Le marché à terme peut être condamné par les moralistes : le gain de spéculation ne provient pas d'un travail, mais d'un pari. Il a cependant une utilité économique certaine. Il aide au commerce international de diverses manières (qu'il est impossible d'étudier ici techniquement dans leurs processus réels), mais qui aboutissent toutes au même résultat : par l'attrait de la spéculation, du gain possible, les achats et ventes sont stimulés ; les échanges de marchandises sont facilités, la mobilité des mouvements de capitaux aussi.
Il faut comprendre que les marchés à terme sont l'un des rouages des marchés internationaux et du marché mondial. Ils ne sont pas à considérer en eux-mêmes, isolément, mais comme des pièces d'un plus vaste ensemble. C'est, si l'on veut, l'impact des principes de la libre entreprise dans le domaine des échanges et des paiements. Il n'y a pas de système capitaliste, sans marché boursier, marche de marchandises ou marché de valeurs. C'est un fait.

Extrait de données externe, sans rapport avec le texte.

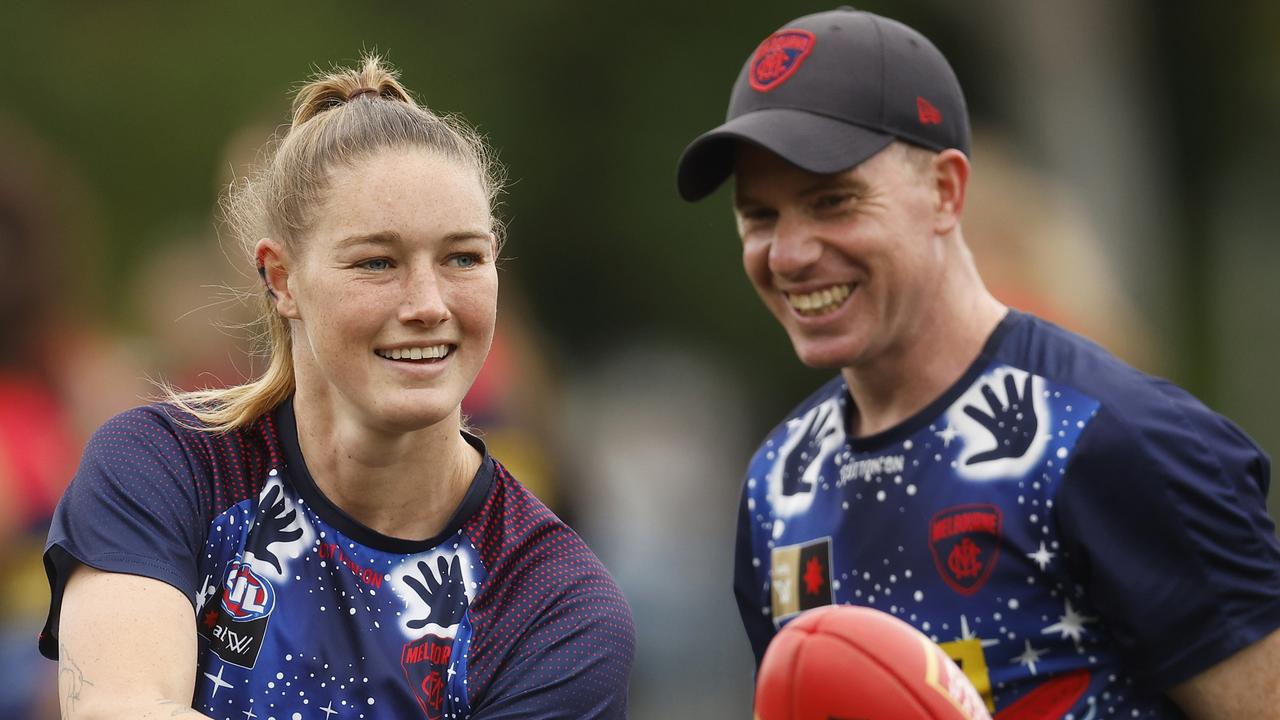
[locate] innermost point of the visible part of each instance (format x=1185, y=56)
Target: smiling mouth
x=819, y=301
x=410, y=354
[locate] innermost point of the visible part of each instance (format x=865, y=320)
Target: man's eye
x=760, y=215
x=831, y=201
x=375, y=264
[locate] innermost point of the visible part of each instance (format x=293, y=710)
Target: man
x=1084, y=540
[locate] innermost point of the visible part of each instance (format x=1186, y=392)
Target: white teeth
x=432, y=352
x=821, y=300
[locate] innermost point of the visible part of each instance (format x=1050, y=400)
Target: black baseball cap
x=827, y=91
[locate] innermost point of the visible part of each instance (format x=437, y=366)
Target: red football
x=846, y=662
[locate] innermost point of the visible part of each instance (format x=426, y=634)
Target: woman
x=328, y=540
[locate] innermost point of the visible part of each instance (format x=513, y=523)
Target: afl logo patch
x=778, y=58
x=247, y=596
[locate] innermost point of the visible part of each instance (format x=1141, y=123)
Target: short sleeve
x=572, y=664
x=132, y=507
x=1164, y=514
x=748, y=586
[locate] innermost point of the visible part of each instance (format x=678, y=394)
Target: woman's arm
x=127, y=648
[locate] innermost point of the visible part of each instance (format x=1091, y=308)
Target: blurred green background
x=1134, y=145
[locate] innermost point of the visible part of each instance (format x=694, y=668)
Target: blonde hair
x=339, y=118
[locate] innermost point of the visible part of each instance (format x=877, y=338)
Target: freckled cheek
x=755, y=263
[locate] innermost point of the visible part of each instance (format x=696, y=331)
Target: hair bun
x=342, y=86
x=359, y=91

La marge est étroite, sans doute, entre négoce, mot noble, et spéculation, mot plus douteux parfois. Mais les deux termes, c'est-à-dire les deux procédés, s'adossent l'un à l'autre. Il n'y a pas de négoce possible dans le système capitaliste sans spéculation, sans pari. Et réciproquement, bien sûr. Si l'on tient cependant à condamner la spéculation boursière, alors il faut pousser la condamnation et la critique bien plus loin, et mettre en cause la libre entreprise elle-même : ce qui est un tout autre débat. Mais le faire sur des bases morales ne convient absolument pas à l'analyse historique.
Jean Bouvier, Initiation au vocabulaire et aux mécanismes économiques
contemporains (XIXe-XXe s.), éd. Sedes, 1972, p. 222-226
Bourse de Lyon (photo Le Figaro)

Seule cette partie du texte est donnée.